Keaton’s character Walter ‘Robby’ Robinson heads the Boston Globe’s Spotlight team, a group of journalists who take on long-term projects to unearth hidden truths in society. Robby is tipped off to some questionable behavior of the Catholic Church, which holds considerable presence in the poor white neighborhoods of Boston. As the journalists (McAdams, Ruffalo, Liev Schreiber) each follow their leads, they discover the extent to which some members of the Church have repeatedly committed acts of child molestation and systematically concealed their crimes.

While many buzz-worthy Oscar films feature striking costume design, “Spotlight” showcases its stars with bad haircuts and in sweaters over collars. This is just one of many ways the film is an antithesis to the “Oscar-bait” genre. Deadpan camera angles, neutral color palettes and subdued montage sequences all serve to the same effect. That is, the audience is not looking at some cinematic universe, but something that hits too close to home.



Execution is everything when the balance is between antagonizing the institution of Catholicism and downplaying the film’s stakes. McCarthy’s barebone approach to storytelling avoids both ends of the spectrum. Take for example the way a victim’s story is revealed to the audience. Instead of the child, we see the man who was the child; instead of the incident, we see his telling of the incident from his perspective. There are no flashbacks or sweeping orchestral scores. All we have to go for is the look in his eyes, which communicates not only the childhood trauma he experienced, but more so the years of haunted baggage he has carried with him ever since. Thus “Spotlight” achieves in telling a story of institutional evils yet focusing on human proportions.

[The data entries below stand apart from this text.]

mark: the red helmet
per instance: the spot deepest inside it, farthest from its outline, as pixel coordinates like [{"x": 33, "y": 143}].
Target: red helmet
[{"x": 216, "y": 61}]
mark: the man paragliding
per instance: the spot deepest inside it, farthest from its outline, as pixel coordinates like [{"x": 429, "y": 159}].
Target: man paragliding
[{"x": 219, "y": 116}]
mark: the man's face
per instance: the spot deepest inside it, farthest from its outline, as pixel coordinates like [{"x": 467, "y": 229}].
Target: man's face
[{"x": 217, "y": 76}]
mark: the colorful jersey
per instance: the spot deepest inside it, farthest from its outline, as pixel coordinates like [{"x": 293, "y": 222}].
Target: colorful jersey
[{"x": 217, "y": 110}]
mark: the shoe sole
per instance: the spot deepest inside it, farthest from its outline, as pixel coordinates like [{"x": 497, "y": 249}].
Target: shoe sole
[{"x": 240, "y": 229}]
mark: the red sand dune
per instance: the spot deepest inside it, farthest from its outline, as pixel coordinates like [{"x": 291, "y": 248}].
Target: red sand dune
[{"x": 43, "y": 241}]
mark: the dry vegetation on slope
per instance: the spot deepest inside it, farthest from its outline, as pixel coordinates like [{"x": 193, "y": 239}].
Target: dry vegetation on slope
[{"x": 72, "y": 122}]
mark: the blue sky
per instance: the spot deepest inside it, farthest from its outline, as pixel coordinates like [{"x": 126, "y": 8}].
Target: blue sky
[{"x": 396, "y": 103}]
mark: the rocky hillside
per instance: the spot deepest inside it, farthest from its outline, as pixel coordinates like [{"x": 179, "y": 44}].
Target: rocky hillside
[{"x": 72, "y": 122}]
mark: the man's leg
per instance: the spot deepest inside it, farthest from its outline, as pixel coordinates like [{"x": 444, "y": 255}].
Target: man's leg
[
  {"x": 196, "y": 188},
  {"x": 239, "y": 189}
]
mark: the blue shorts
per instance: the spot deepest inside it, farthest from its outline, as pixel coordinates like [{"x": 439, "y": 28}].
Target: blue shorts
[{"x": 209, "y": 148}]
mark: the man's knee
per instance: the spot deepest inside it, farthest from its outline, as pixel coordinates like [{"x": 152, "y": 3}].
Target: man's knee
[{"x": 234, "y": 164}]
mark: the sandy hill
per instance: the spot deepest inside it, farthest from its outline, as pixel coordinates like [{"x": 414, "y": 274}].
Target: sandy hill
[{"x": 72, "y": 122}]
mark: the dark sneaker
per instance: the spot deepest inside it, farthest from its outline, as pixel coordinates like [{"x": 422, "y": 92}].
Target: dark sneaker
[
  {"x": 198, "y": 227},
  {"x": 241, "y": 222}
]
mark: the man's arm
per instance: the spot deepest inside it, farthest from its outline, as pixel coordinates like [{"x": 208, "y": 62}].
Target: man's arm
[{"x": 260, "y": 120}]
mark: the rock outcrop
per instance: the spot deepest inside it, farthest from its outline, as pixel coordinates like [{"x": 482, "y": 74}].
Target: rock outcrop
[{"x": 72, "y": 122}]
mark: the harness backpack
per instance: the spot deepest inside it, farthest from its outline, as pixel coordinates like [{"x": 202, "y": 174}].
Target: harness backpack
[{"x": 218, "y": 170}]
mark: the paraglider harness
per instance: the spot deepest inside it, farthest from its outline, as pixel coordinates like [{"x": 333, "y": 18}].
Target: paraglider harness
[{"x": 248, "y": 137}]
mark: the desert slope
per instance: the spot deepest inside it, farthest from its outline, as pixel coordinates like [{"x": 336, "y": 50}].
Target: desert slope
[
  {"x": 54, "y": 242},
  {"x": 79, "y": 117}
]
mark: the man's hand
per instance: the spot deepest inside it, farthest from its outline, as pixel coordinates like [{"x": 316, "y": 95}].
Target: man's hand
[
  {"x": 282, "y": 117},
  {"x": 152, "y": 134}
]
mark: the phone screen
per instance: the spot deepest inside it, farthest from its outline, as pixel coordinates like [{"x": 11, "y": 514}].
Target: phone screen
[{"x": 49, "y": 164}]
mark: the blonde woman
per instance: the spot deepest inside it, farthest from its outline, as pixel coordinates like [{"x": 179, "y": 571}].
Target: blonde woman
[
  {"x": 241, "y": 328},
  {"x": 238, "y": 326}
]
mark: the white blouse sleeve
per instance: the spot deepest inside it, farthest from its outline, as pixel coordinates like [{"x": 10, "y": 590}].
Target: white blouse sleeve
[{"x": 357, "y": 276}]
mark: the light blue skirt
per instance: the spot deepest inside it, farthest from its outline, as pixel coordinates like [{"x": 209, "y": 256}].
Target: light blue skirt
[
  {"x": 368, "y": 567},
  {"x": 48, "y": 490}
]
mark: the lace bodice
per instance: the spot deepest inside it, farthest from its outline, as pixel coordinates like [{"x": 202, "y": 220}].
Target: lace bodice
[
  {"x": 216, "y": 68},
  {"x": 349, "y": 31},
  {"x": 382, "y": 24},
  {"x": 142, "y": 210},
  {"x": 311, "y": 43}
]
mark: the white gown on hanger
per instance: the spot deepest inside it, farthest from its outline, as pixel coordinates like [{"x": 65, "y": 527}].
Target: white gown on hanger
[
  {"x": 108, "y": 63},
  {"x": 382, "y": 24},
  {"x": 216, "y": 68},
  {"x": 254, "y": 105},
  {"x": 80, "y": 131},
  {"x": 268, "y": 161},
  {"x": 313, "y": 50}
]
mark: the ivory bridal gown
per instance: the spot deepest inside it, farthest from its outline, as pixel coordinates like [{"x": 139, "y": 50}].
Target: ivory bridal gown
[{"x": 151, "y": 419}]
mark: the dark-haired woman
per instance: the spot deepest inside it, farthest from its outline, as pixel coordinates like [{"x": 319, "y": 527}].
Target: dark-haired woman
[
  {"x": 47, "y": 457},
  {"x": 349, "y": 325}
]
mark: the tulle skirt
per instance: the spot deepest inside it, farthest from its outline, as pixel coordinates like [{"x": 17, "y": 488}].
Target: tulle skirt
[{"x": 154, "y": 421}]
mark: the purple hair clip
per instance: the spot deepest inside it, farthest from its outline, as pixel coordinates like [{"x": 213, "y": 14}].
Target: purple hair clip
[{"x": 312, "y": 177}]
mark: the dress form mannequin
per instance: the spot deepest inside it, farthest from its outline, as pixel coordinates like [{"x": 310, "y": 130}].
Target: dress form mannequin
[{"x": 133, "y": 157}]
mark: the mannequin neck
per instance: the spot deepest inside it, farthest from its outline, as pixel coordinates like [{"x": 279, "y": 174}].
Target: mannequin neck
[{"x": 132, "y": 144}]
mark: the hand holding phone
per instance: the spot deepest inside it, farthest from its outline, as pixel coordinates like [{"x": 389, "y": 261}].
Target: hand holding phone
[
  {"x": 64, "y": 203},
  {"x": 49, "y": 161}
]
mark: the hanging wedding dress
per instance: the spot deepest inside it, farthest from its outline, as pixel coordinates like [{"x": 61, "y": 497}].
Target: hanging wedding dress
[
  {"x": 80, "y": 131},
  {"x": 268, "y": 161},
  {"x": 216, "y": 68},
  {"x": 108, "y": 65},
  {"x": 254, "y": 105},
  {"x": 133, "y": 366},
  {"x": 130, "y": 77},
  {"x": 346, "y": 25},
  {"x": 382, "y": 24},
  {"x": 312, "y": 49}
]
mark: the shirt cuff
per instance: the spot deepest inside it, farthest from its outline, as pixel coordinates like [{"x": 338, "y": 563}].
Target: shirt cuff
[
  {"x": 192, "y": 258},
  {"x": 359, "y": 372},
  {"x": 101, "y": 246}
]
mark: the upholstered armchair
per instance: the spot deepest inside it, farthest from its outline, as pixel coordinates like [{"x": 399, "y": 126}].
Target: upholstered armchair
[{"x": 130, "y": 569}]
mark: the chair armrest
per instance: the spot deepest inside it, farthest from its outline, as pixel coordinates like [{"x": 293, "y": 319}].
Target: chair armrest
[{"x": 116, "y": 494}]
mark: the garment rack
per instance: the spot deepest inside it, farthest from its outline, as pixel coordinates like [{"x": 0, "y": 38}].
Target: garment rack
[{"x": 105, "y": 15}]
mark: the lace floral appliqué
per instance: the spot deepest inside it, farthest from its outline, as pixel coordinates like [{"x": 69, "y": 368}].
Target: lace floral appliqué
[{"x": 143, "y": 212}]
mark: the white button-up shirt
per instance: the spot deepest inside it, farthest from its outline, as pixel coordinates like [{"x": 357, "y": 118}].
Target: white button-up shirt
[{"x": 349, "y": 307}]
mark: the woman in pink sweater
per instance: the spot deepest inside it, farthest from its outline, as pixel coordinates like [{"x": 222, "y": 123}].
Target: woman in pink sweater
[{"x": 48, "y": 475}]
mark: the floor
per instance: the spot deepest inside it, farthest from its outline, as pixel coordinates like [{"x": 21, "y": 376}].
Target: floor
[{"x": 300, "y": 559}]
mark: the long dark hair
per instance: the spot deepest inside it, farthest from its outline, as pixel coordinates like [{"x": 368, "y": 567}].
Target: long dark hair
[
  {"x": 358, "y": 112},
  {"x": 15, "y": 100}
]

A film almost solely filled with scenes of office spaces and cubicles is brought to life in large part due to the strong performances of the ensemble cast. Each actor brings to the table a performance that dovetails with each other, with no one as the apparent lead or whose presence monopolizes the scene. This also presented the Academy with a dilemma when Keaton, McAdams and Ruffalo were all submitted in the Supporting categories. Ruffalo eventually beat Keaton to the nomination, presumably because his character has one brief juicy flight of passion.

If there is one word to describe this film, it is seamless. Seamless in the sense that where most directors use style to distinguish themselves, McCarthy intentionally burrows the camera work, performances, and production design deep inside the narrative. This stripped-down treatment is essentially a creative decision, made to seem easier to pull off than it actually is. Perhaps to its detriment as well, as it can easily fail to capture the imagination of the Oscar voter when it is placed in the same carrousel as “The Revenant” and “The Big Short.” Maybe not unsurprisingly, in its design to not draw attention to itself, “Spotlight” manages to accomplish just that.

When the media is as saturated as it is today, the currency is our attention. “Spotlight” may very well be one of those films that show up on Netflix and is added to the bottomless “My List,” situated between “Cinema Paradiso” and “Hot Fuzz.” The medium of journalism, arguably the “hero” of the “Spotlight,” is perhaps the most transformed — from something to “flip through,” to “scroll through,” now to “swipe through.” All the world’s a stage, and it lies in the palm of our hands.


“Spotlight” is currently playing in theaters.